Ce qui n’est pas clair, c’est ce qui va se passer dans les semaines qui viennent. D’un côté, l’intransigeance de l’Association patronale n’est pas très encourageante ; ces derniers continuent de n’offrir rien d’autre que des concessions mineures (une augmentation salariale de 20% a été proposée il y a quelques jours, alors le syndicat exige 100%) et de promettre de vagues mesures de sécurité, ce qui témoigne de la confiance qu’ils ont dans leur propre capacité à mettre en échec un mouvement de grève (avec l’aide des armes de répression de l’Etat, bien sûr).

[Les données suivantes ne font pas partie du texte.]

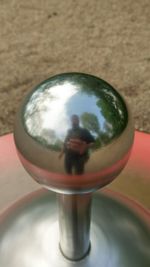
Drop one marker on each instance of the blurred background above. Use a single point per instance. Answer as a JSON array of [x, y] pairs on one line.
[[109, 39]]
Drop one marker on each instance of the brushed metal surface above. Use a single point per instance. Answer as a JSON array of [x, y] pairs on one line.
[[29, 235]]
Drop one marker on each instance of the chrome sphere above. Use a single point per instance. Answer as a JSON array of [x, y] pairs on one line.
[[73, 133]]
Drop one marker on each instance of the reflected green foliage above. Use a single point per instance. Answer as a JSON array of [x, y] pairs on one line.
[[48, 108]]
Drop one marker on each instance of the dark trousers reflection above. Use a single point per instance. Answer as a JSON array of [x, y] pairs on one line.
[[74, 164]]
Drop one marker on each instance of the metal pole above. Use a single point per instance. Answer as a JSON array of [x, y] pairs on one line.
[[74, 225]]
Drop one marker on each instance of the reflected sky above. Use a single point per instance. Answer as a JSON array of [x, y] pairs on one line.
[[48, 109]]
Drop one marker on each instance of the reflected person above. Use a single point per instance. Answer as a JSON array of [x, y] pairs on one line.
[[76, 147]]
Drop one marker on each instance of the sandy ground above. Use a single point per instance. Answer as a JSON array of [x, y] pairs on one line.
[[109, 39]]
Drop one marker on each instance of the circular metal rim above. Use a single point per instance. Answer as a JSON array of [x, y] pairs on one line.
[[102, 248]]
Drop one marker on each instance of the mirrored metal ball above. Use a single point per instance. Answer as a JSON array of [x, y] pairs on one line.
[[74, 133]]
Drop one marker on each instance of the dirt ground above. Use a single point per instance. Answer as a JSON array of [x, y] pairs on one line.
[[109, 39]]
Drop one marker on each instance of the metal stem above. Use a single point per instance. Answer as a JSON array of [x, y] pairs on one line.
[[74, 225]]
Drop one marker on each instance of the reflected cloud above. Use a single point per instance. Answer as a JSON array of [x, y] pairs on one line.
[[99, 107]]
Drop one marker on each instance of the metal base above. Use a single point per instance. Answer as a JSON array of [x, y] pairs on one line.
[[29, 234]]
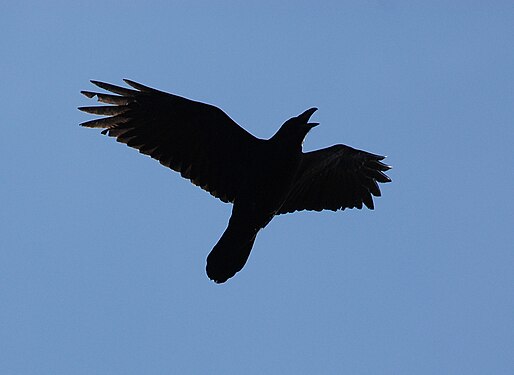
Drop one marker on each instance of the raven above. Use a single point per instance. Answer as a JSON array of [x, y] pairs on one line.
[[261, 178]]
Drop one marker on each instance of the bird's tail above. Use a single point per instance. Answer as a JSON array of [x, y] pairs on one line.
[[231, 252]]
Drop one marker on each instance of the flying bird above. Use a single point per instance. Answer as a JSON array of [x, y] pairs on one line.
[[261, 178]]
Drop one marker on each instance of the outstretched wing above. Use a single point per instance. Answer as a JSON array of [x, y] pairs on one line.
[[198, 140], [336, 178]]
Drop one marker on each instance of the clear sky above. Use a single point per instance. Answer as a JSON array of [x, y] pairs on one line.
[[101, 259]]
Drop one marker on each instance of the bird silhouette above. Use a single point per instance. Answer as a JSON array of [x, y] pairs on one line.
[[261, 178]]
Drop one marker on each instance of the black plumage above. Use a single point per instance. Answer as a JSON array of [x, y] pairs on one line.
[[262, 178]]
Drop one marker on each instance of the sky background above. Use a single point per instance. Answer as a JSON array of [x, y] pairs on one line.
[[102, 250]]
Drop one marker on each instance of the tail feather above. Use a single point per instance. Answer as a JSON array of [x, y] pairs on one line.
[[230, 254]]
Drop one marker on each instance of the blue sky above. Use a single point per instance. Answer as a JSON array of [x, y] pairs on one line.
[[101, 259]]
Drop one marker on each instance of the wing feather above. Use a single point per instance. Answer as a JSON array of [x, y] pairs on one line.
[[336, 178], [195, 139]]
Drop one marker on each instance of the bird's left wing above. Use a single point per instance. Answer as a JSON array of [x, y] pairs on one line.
[[336, 178], [198, 140]]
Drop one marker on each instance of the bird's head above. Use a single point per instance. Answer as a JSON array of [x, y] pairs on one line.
[[296, 128]]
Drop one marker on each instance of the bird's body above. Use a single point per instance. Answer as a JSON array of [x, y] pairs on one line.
[[262, 178]]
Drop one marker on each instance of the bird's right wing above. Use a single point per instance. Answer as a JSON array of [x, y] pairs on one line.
[[336, 178], [198, 140]]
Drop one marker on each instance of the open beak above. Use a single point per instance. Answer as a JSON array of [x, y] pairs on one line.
[[305, 116]]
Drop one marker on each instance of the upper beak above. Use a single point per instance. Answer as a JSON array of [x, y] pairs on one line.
[[305, 116]]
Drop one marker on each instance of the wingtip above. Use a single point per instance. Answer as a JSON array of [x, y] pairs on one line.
[[89, 94]]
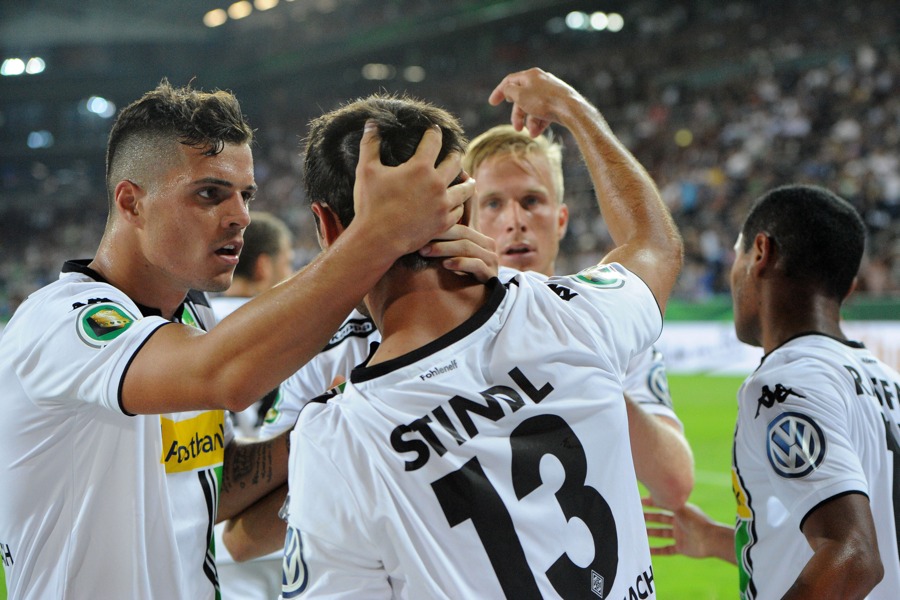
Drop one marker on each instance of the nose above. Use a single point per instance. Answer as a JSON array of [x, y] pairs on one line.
[[237, 211], [514, 216]]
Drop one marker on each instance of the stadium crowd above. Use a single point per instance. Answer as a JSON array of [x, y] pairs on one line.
[[718, 103]]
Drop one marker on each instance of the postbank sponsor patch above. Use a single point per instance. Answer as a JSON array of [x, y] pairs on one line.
[[602, 276], [194, 443], [99, 324]]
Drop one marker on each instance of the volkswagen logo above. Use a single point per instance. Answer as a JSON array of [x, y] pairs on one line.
[[795, 445]]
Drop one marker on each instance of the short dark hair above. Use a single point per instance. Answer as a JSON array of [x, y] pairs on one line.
[[265, 235], [332, 149], [202, 120], [332, 146], [819, 236]]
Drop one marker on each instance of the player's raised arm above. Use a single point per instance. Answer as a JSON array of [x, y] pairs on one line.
[[399, 210], [648, 243]]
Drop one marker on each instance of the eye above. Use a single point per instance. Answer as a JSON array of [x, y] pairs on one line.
[[491, 204], [209, 193]]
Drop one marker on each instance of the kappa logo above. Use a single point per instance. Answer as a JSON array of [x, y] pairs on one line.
[[604, 276], [6, 555], [659, 384], [294, 575], [99, 324], [597, 583], [770, 397], [795, 445]]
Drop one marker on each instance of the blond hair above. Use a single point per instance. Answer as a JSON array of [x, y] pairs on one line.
[[504, 139]]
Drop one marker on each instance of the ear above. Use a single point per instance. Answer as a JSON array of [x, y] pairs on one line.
[[764, 253], [329, 226], [852, 289], [563, 223], [127, 201]]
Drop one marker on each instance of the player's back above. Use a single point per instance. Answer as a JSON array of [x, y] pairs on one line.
[[493, 461], [813, 424]]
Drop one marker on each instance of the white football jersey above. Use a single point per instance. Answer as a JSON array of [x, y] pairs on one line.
[[645, 378], [813, 424], [346, 349], [87, 509], [260, 578], [645, 381], [494, 460]]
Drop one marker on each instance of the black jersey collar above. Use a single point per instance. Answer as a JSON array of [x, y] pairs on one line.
[[496, 293], [81, 266]]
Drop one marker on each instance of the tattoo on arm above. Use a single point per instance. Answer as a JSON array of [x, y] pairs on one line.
[[247, 464]]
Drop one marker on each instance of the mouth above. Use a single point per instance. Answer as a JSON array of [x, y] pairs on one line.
[[517, 249], [231, 251]]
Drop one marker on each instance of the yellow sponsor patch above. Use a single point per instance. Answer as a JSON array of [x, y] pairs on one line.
[[194, 443], [743, 505]]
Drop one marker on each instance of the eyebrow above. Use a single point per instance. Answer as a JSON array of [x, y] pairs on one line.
[[223, 182]]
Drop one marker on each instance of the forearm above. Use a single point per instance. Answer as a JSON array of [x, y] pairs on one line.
[[837, 572], [258, 530], [663, 460], [262, 343], [251, 471], [637, 219]]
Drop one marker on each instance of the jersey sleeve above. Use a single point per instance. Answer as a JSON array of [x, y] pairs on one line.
[[647, 385], [800, 423], [82, 349], [333, 553], [617, 305], [318, 375], [301, 387]]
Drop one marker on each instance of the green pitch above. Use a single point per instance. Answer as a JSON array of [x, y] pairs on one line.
[[708, 407]]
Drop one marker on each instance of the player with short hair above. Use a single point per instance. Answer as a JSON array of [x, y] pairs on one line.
[[110, 469], [266, 260], [816, 441], [519, 203], [482, 449]]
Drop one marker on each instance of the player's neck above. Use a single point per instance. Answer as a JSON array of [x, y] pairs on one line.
[[413, 309], [137, 279], [791, 312], [242, 288]]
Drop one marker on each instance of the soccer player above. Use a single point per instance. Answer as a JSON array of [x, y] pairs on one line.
[[482, 450], [266, 260], [110, 469], [816, 441], [519, 203]]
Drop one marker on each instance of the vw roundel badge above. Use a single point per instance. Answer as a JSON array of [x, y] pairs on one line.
[[795, 445]]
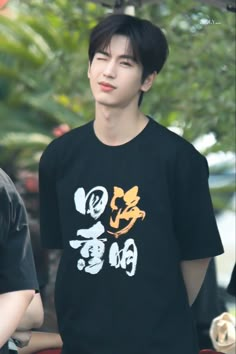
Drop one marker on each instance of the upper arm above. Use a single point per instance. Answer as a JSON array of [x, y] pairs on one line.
[[34, 315], [17, 269], [49, 210], [194, 220]]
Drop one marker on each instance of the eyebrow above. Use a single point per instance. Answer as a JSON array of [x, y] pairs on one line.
[[123, 56]]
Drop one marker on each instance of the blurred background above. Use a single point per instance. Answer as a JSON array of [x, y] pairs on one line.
[[44, 92]]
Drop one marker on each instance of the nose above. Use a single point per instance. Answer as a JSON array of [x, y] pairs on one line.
[[110, 70]]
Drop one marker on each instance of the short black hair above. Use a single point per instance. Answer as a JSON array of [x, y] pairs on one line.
[[147, 41]]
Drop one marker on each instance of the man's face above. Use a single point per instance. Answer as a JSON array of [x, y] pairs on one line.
[[115, 77]]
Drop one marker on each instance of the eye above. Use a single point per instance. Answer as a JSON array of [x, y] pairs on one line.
[[125, 63]]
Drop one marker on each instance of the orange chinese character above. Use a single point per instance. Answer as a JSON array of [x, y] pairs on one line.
[[130, 212]]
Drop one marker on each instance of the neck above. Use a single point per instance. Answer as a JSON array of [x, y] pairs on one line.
[[118, 126]]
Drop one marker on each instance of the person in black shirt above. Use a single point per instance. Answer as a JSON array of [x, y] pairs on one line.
[[128, 203], [18, 281]]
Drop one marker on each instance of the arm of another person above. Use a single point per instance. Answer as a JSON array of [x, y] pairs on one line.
[[12, 307], [40, 341], [194, 272], [32, 318]]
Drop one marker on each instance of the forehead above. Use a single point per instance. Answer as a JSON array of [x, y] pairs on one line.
[[118, 45]]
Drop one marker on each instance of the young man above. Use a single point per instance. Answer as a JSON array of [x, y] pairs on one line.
[[17, 273], [128, 202]]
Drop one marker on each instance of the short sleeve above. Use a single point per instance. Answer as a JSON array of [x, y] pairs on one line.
[[49, 211], [17, 268], [194, 220]]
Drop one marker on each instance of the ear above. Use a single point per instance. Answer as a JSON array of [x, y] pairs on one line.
[[147, 84], [89, 69]]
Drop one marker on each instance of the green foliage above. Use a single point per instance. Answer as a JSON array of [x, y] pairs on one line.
[[43, 73], [196, 90]]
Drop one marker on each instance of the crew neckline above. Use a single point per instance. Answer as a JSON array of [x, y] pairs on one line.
[[128, 143]]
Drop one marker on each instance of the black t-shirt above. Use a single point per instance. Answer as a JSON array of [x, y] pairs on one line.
[[17, 271], [125, 216]]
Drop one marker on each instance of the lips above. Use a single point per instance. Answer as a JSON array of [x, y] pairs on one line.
[[106, 85]]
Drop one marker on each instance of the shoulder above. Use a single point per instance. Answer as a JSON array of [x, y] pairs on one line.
[[7, 187], [173, 146], [66, 143]]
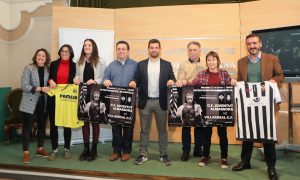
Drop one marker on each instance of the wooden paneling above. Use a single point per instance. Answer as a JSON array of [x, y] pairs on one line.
[[266, 14]]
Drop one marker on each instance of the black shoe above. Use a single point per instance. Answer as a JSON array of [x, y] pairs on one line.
[[197, 153], [93, 153], [165, 160], [272, 174], [241, 166], [185, 156], [86, 152]]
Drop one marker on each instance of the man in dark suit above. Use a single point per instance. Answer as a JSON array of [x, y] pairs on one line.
[[152, 78], [257, 67]]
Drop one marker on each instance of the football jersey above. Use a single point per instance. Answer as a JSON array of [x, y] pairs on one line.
[[66, 104], [256, 114]]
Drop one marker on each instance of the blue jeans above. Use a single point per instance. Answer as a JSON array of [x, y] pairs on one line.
[[153, 106], [186, 139], [122, 139]]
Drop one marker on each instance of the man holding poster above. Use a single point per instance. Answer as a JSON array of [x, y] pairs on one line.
[[121, 72]]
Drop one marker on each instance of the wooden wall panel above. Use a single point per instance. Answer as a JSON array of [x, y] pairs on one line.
[[266, 14]]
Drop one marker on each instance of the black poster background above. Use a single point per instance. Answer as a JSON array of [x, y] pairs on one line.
[[118, 103], [201, 106]]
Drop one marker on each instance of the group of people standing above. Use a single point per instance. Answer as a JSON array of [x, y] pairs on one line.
[[151, 77]]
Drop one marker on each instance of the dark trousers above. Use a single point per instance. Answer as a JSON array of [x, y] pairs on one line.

D’un autre côté, le GSBDWU semble exceptionnellement bien organisé : le fait qu’un ensemble de travailleurs, ethniquement si mélangés et employés sur des sites dispersés sur plus de 13 kilomètres de côtes, ait observé une grève totale il y a deux semaines, devrait nous inspirer de la confiance.
En plus de cela, la décision d’organiser une grève illimitée a été prise lors d’un meeting auquel participaient des représentants de tous ces sites. Le niveau des injustices subies a suscité un fort engagement qui, on l’espère, sera difficilement écrasé par l’Etat et le capital.
Si la grève de Gadani se conclut par un succès, alors cela promet d’offrir au reste de la classe ouvrière pakistanaise un exemple éblouissant du pouvoir qu’une majorité peut exercer sur une minorité.